Looks fine to me. If you're using C99 you could use uintmax_t rather than
unsigned long, just in case you end up with larger bitfields in future.

I wouldn't return 1 from main though - that'll probably be interpreted as
an error condition by the calling environment.
It's complaining about the "cntr" argument in the line:

printf("%lu -> %lu\n",_tmp,(unsigned long)(cntr));

Third question - why is the compiler apparently ignoring my cast and
complaining that "(unsigned long)(cntr)" is an unsigned int?
Because it's buggy? Your code looks fine to me.
Fourth question - would there be any reason not to declare my "small"
counter as an unsigned long bit-field too, i.e.:

unsigned long small: 16;

for consistency?

Not really, modulo the comments about types above. It might be more portable
as it would guarantee exactly 16 bits, which 'short' wouldn't. But in
practice, I've seen compilers generate significantly different code for a
16-bit bitfield versus a short; it's not unlikely that 'short' may be more
optimised, either in code generation terms or just alignment.

--
Kevin Bracey, Principal Software Engineer
Tematic Ltd Tel: +44 (0) 1223 503464
182-190 Newmarket Road Fax: +44 (0) 1223 503458
Cambridge, CB5 8HE, United Kingdom WWW: http://www.tematic.com/

Nov 13 '05 #4

Ed Morton

Mark A. Odell wrote:

Ed Morton <mo****************@lucent.com> wrote in
news:bk*******@netnews.proxy.lucent.com:

I have 2 counters - one is required to be a 2-byte variable while the
other is required to be 3 bytes (not my choice, but I'm stuck with it!).
I've declared them as:

unsigned short small;
unsigned long large: 24;

How does the bit field help you?
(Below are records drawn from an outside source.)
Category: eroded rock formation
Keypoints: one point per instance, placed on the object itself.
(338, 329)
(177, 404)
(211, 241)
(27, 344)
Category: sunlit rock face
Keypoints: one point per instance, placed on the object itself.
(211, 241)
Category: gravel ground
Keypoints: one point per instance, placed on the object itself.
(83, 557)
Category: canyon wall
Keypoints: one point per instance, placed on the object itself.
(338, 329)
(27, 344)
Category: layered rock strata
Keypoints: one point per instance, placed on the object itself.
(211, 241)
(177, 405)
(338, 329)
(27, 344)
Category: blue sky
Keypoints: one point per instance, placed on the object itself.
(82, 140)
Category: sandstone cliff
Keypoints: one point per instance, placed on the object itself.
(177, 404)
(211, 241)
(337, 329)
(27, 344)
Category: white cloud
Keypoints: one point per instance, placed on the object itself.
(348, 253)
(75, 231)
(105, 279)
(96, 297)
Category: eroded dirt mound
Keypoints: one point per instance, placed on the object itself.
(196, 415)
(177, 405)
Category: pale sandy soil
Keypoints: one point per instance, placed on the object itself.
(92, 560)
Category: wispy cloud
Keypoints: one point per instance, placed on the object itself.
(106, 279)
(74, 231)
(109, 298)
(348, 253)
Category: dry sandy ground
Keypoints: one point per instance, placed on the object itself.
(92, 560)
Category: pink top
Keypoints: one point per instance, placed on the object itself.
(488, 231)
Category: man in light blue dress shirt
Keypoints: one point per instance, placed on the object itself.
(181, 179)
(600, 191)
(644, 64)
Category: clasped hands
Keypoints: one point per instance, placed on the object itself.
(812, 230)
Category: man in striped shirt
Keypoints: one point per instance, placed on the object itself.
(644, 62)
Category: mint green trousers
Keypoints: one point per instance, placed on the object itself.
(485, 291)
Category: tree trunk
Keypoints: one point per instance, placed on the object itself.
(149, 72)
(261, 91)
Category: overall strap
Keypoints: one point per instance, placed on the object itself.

Why not:

unsigned short small; // 16-bits on this platform
unsigned long large; // 32-bits on this platform

<snip>

I have to pass this structure to some other code that's expecting
several fields each to be exactly 3 bytes.
#define INCR_SMALL(s, i) do \
{ \
if (s + i <= UNSIGNED_SHORT_MAX) s += i; \
else printf("Overflow off " #s "+" #i "\n"); \
} while (0)

#define INCR_LARGE(l, i) do \
{ \
if (l + i <= 0x00FFFFFFUL) l += i; \
else printf("Overflow off " #l "+" #i "\n"); \
} while (0)

Note: above is untested.

To isolate the callers of the macro from the types of the counters, it'd
mean creating a separate macro for each counter (I actually have several
3-byte counters and several 2-byte counters), e.g.:

#define INCR_C1(cntrs,incr) INCR_SMALL(cntrs.small1,incr)
#define INCR_C2(cntrs,incr) INCR_SMALL(cntrs.small2,incr)
#define INCR_C3(cntrs,incr) INCR_LARGE(cntrs.large1,incr)
.....

I do prefer that to incrementing the counter first and then having to
reset it later.

Once I added in the cast to unsigned long for the "s + i", it worked.

Thanks.

Ed.

Nov 13 '05 #5

Simon Biber

"Ed Morton" <mo****************@lucent.com> wrote:

I have to pass this structure to some other code that's expecting
several fields each to be exactly 3 bytes.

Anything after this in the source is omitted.